バカにされていい人間も、軽んじられていい人間も存在しない。全ての人が、誰よりも自分自身に愛情とリスペクトを持って生きていける世の中になって欲しいと思う。その願いはきっと、幼い頃の経験や、苦しみながら歩いてきた道の中で生まれてきたものです。

私はコーチの仕事をしていますが、正直「コーチングがしたい」という思いはあまりありません。
コーチングは目的ではなく、武器の一つに過ぎない。積み重ねてきた知識や想いという全ての武器もなりふり構わず総動員して、人や世界と向き合っていきたい。

バンクシーが、絵の中で石を花束に持ち替えさせたのと同じように、自分だからこそ届けられるものを届けていきたいと今では思っています。


弱くて小さかったあの日の自分を、切り捨てて歩いてきた人生でした。

今は、共に歩いています。

傷ついて泣いていた自分を、1人ずつ拾いながら。

ぬいぐるみを踏まれて泣き叫んでいた自分も。

スプーンを忘れてうつむいていた自分も。

そして、友達の結婚式でサプライズで急に友人代表スピーチをその場で指名されて、大勢を前に震えながら拙いスピーチをして恥ずかしい思いをした、あの日の自分も。
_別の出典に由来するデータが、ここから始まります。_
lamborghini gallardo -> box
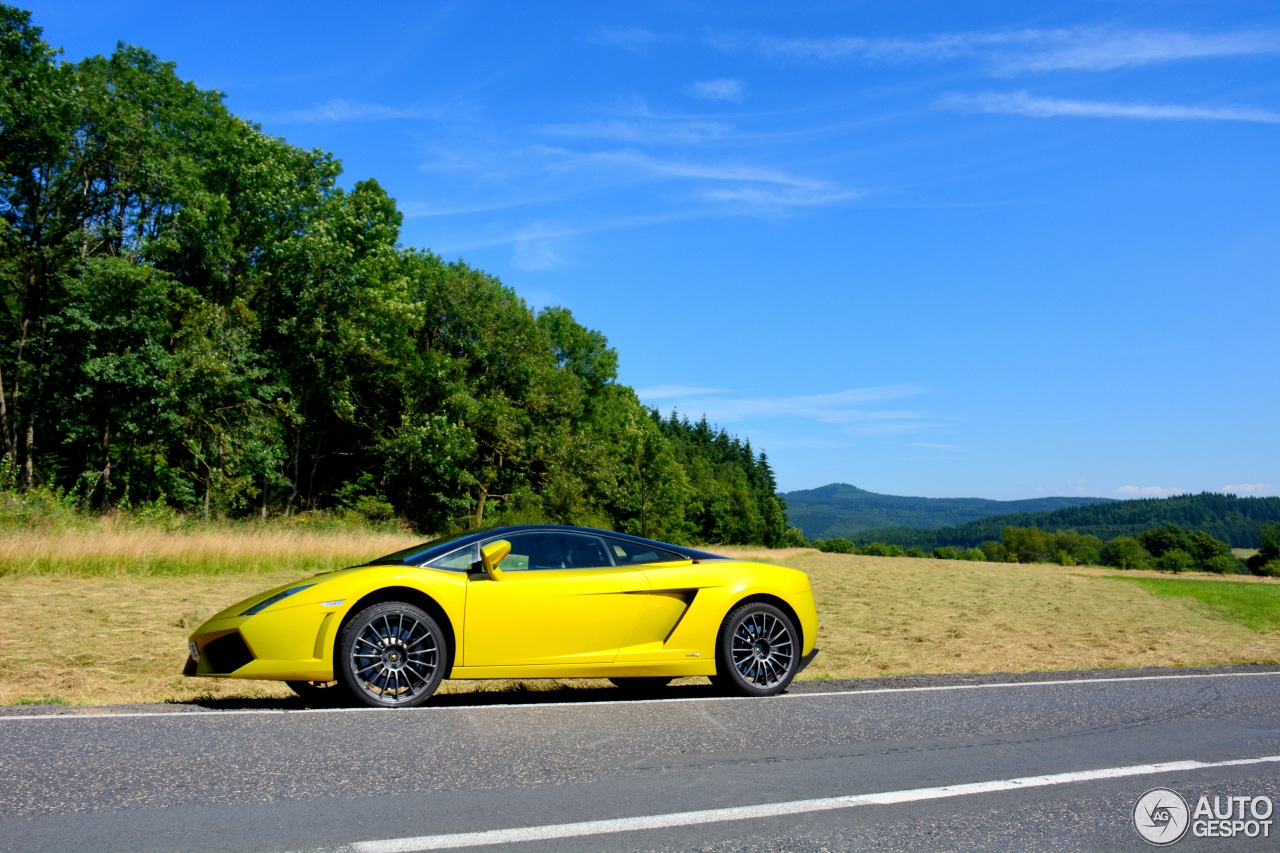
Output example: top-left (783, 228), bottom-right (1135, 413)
top-left (184, 525), bottom-right (819, 707)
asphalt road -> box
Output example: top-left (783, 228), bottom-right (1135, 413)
top-left (2, 666), bottom-right (1279, 852)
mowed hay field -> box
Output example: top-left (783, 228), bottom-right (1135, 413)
top-left (796, 553), bottom-right (1280, 679)
top-left (1, 533), bottom-right (1278, 706)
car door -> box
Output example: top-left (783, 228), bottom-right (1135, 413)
top-left (462, 531), bottom-right (650, 666)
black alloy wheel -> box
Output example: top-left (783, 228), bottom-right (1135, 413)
top-left (713, 601), bottom-right (799, 696)
top-left (337, 601), bottom-right (447, 708)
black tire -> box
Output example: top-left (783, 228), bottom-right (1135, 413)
top-left (337, 601), bottom-right (447, 708)
top-left (608, 677), bottom-right (673, 695)
top-left (714, 601), bottom-right (799, 697)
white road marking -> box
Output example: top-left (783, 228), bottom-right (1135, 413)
top-left (0, 669), bottom-right (1276, 722)
top-left (350, 754), bottom-right (1280, 852)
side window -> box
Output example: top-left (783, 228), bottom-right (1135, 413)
top-left (603, 536), bottom-right (686, 566)
top-left (490, 532), bottom-right (614, 571)
top-left (425, 543), bottom-right (477, 571)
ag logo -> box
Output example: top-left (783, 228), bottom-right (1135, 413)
top-left (1134, 787), bottom-right (1190, 845)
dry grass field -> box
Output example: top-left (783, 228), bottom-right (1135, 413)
top-left (1, 533), bottom-right (1277, 706)
top-left (794, 553), bottom-right (1280, 681)
top-left (0, 524), bottom-right (421, 577)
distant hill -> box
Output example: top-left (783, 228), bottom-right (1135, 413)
top-left (849, 492), bottom-right (1280, 550)
top-left (783, 483), bottom-right (1112, 540)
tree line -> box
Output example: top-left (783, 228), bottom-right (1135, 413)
top-left (0, 8), bottom-right (793, 544)
top-left (850, 493), bottom-right (1280, 551)
top-left (815, 522), bottom-right (1280, 576)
(←根に持ってる)


ベツレヘムのスーパー
バー。
イスラエル、エルサレム。敬虔なキリスト教徒とユダヤ教徒とイスラム教徒が集まってくるのですごい熱気です。
イエスキリストが十字架を背負って歩かされた道を、
巡礼者も巡ります。
ユダヤ教の聖地「嘆きの壁」
嘆きの壁、女性エリア
イスラエルのカフェ



“こころもち”が変われば自分が変わる。

自分が変われば世界が変わる。

そう信じて一歩ずつ、歩いていきたい。